Although certain § 1985 claims may not require state action depending on the nature of the rights involved, see United Brotherhood of Carpenter & Joiners of America, Local 610 v. Scott, 463 U.S. 825, 103 S. Ct. 3352, 77 L. Ed. 2d 1049 (1983), we believe that the § 1985 claim here is attempting *364 to assert rights which are by definition those legally protected from state interference, and therefore a showing of state action would be necessary to state a § 1985 claim on these facts. There are other flaws in this claim's sufficiency as well. Allegations of a conspiracy between a corporation and its president are insufficient since only one business entity is involved. See Rice v. President & Fellows of Harvard College, 663 F.2d 336 (1st Cir. 1981), cert. den. 456 U.S. 928, 102 S. Ct. 1976, 72 L. Ed. 2d 444; Rheuark v. Shaw, 477 F. Supp. 897 (N.D.Tex.1979), 628 F.2d 297 (5th Cir.1980), cert. den. 450 U.S. 931, 101 S. Ct. 1392, 67 L. Ed. 2d 365. Further there is clearly no class-based animus or invidious discrimination present on these facts.

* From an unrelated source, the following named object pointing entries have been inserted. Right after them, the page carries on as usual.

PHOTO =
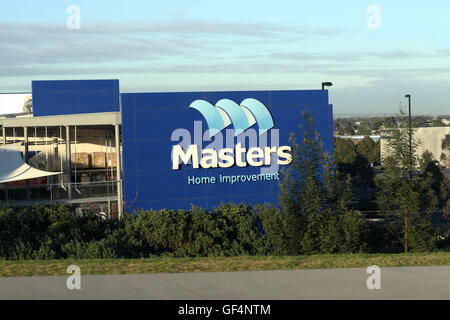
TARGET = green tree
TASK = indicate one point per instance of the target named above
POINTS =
(315, 201)
(407, 199)
(370, 149)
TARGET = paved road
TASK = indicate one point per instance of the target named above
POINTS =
(396, 283)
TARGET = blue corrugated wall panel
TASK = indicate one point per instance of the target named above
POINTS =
(148, 120)
(74, 96)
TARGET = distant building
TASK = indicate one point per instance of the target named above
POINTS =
(430, 139)
(357, 138)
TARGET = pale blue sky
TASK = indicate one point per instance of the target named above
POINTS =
(237, 45)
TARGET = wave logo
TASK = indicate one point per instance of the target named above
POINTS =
(226, 112)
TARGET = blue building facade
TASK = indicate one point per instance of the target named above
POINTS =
(154, 125)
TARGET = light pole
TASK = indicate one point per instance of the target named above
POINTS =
(326, 84)
(410, 135)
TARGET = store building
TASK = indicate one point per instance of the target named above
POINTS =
(86, 143)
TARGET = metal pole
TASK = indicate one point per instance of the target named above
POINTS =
(25, 142)
(410, 138)
(118, 174)
(25, 157)
(68, 157)
(4, 135)
(4, 145)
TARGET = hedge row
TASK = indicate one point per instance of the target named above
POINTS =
(53, 232)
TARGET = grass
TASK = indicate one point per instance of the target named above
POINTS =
(218, 264)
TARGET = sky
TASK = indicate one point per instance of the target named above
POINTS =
(374, 52)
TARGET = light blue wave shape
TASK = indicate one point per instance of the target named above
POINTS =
(236, 114)
(261, 114)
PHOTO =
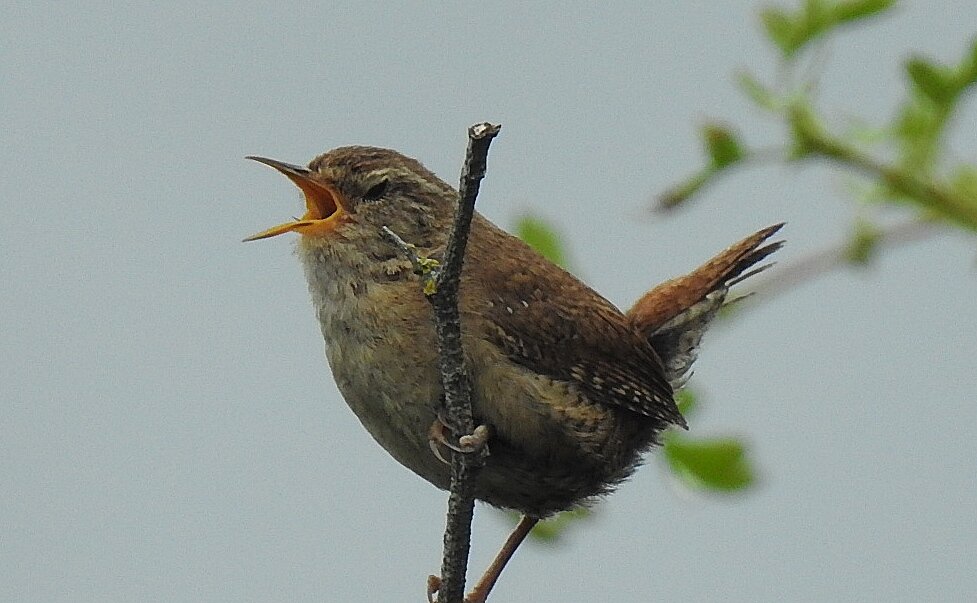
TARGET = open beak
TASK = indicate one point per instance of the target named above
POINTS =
(323, 203)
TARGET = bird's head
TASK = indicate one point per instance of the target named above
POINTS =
(351, 193)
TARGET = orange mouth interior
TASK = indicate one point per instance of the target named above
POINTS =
(322, 202)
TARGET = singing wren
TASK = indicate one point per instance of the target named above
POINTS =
(573, 390)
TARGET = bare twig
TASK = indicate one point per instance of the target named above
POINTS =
(441, 282)
(454, 377)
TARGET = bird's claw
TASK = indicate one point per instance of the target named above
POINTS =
(433, 586)
(467, 444)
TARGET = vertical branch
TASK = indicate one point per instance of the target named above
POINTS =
(441, 289)
(454, 377)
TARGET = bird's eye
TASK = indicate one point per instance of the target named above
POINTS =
(376, 192)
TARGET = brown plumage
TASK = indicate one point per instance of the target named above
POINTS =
(573, 390)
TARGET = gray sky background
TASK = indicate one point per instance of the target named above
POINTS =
(169, 430)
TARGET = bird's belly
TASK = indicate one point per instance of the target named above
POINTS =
(396, 404)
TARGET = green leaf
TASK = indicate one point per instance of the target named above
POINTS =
(791, 31)
(935, 82)
(543, 238)
(721, 144)
(845, 12)
(781, 29)
(964, 182)
(716, 464)
(968, 67)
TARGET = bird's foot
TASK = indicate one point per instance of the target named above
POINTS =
(433, 585)
(467, 444)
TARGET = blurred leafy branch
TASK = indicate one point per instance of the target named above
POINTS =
(905, 163)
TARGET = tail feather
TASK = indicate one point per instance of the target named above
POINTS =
(674, 315)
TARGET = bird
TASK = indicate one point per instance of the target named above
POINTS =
(572, 391)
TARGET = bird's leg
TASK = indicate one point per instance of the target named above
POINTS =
(473, 442)
(484, 586)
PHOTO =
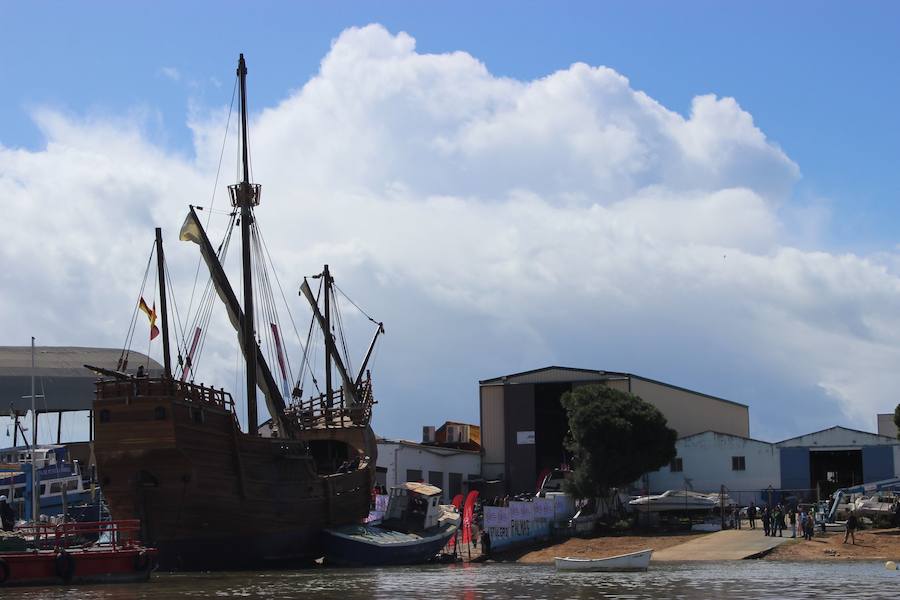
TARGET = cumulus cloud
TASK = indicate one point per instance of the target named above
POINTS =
(495, 225)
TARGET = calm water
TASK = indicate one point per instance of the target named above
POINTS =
(732, 580)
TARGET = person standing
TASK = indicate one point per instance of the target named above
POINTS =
(852, 525)
(7, 516)
(792, 517)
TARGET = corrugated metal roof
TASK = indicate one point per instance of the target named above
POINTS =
(556, 374)
(60, 375)
(553, 373)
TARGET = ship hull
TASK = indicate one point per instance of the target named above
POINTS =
(209, 496)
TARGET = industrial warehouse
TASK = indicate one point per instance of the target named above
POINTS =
(523, 426)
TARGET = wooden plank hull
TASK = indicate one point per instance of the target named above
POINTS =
(208, 495)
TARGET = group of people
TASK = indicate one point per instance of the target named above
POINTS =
(773, 520)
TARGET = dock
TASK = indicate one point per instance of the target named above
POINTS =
(733, 544)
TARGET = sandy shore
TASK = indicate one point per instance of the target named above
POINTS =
(871, 544)
(597, 547)
(877, 544)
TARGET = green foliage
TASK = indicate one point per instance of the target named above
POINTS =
(615, 437)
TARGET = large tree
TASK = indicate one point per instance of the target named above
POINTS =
(615, 438)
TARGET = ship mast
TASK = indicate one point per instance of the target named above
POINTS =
(246, 198)
(161, 267)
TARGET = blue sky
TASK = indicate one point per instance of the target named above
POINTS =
(783, 300)
(819, 77)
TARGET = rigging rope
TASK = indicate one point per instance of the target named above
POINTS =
(129, 337)
(212, 201)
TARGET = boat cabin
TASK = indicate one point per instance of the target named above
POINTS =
(413, 507)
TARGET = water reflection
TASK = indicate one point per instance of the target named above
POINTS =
(733, 580)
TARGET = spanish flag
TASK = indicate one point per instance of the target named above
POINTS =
(151, 314)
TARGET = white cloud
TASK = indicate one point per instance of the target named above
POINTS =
(170, 73)
(495, 225)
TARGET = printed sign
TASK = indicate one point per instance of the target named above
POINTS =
(496, 516)
(521, 511)
(524, 437)
(543, 509)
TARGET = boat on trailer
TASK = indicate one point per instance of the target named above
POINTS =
(48, 555)
(680, 501)
(415, 528)
(633, 561)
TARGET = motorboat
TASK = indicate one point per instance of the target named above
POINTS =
(41, 554)
(633, 561)
(415, 528)
(680, 500)
(60, 480)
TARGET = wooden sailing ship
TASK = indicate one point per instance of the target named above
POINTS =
(209, 495)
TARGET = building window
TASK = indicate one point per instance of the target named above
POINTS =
(455, 485)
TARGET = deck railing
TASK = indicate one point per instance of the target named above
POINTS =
(336, 412)
(181, 390)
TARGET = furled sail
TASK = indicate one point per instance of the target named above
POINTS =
(192, 231)
(349, 387)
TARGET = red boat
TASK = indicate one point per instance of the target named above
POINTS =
(64, 554)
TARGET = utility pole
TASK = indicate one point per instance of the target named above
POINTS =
(35, 498)
(329, 341)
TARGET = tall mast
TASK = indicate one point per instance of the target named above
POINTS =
(329, 341)
(247, 196)
(161, 268)
(35, 497)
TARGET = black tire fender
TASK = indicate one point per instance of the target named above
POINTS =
(65, 566)
(141, 561)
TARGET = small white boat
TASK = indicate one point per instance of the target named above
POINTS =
(679, 501)
(634, 561)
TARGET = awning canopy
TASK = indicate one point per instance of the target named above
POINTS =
(60, 376)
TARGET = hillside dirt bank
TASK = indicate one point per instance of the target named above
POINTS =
(871, 544)
(597, 547)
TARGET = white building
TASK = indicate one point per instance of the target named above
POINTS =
(446, 468)
(706, 461)
(886, 426)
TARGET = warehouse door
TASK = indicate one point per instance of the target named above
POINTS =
(835, 469)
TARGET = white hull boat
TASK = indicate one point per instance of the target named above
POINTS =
(635, 561)
(679, 500)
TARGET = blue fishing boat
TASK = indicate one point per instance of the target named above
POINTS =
(60, 481)
(415, 528)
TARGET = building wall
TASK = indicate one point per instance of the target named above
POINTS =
(707, 465)
(521, 466)
(493, 438)
(839, 437)
(689, 412)
(399, 457)
(886, 425)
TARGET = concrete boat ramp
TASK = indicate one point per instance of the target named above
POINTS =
(733, 544)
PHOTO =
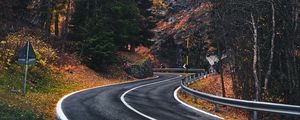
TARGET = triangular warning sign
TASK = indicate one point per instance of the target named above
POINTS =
(27, 50)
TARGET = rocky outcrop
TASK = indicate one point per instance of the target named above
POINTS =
(141, 69)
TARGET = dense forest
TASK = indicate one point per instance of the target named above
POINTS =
(257, 41)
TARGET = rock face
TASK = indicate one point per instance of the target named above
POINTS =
(141, 70)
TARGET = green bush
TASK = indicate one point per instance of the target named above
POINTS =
(13, 113)
(40, 77)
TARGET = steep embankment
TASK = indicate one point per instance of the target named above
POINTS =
(181, 20)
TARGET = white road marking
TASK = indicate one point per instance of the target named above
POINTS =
(59, 112)
(192, 107)
(133, 109)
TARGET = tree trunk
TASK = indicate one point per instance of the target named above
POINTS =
(56, 23)
(272, 48)
(47, 24)
(257, 82)
(65, 25)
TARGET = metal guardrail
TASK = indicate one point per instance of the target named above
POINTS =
(245, 104)
(177, 70)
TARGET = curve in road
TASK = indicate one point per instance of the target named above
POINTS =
(152, 98)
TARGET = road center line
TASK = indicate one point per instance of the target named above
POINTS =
(133, 109)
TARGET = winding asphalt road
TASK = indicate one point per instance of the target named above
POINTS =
(152, 98)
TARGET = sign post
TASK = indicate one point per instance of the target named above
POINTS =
(26, 56)
(187, 61)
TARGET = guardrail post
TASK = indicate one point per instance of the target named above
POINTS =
(255, 113)
(195, 99)
(217, 105)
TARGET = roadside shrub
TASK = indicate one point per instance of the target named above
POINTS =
(11, 45)
(8, 112)
(40, 76)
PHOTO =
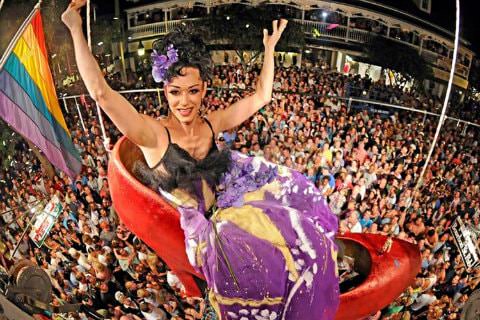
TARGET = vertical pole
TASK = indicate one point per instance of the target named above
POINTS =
(159, 98)
(447, 96)
(348, 29)
(65, 105)
(80, 115)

Griffin v. Breckinridge, 403 U.S. 88, 91 S. Ct. 1790, 29 L. Ed. 2d 338 (1971). For those reasons, plaintiffs' § 1985 claim(s) will be dismissed.

 
§ 1971 Claim

Plaintiffs' claim that defendants interfered with their right to vote does not state a § 1971 claim as this section has been limited to cases of racial discrimination in voting in federal, state and local elections. City of Port Arthur v. U.S., 517 F. Supp. 987 (D.C.D.C.1981), aff'd 459 U.S. 159, 103 S. Ct. 530, 74 L. Ed. 2d 334; Powell v. Power, 436 F.2d 84 (2d Cir.1970). No racial discrimination is alleged here.

 
§ 1973b Claim

This section prohibits the use of any "test or device" to restrict voters in any state or political subdivision. Plaintiffs allege no use of a voter's test or qualifications as a prerequisite to vote that would discriminate against an identifiable class. See e.g., U.S. v. Board of Commissioners of Sheffield, Alabama, 435 U.S. 110, 98 S. Ct. 965, 55 L. Ed. 2d 148 (1978).

 
9th Amendment Claim

Plaintiffs assert no facts which would state a cause of action under this Amendment. Plaintiffs served as elected officials of the borough, cast their votes, elected a budget and tax structure that was contrary to defendants' wishes and voluntarily resigned in protest over defendants attempts to influence their official actions. We do not believe that this scenario gives rise to a 9th Amendment claim.

 
Counterclaim

Defendants counterclaim alleges that plaintiffs made false public statements about defendants in an effort to destroy defendants credibility, and that these false statements together with plaintiffs' mass resignation from council damaged defendants' reputation and denied them their constitutional rights as property owners in the borough in violation of the 1st and 14th Amendment and 42 U.S.C. § 1985, 1986 "and others." We do not believe that defendants" allegations are sufficient to state a federal cause of action. See Paul v. Davis, 424 U.S. 693, 96 S. Ct. 1155, 47 L. Ed. 2d 405 (1976). Furthermore, both parties agree that defendants have a pending Pennsylvania state court action containing these same allegations in Canterbury Village, Inc. v. Edward Robinson at Civil Action No. A.D. 84-239, Butler County, PA. We believe that any rights of defendants can be fully litigated in that action, and we will dismiss the counterclaim along with the complaint.

NOTES

[1] These tests are discussed more fully by the court in Martin v. Delaware Law School of Widener University, 625 F. Supp. 1288, 1300-01 (D.Del.1985).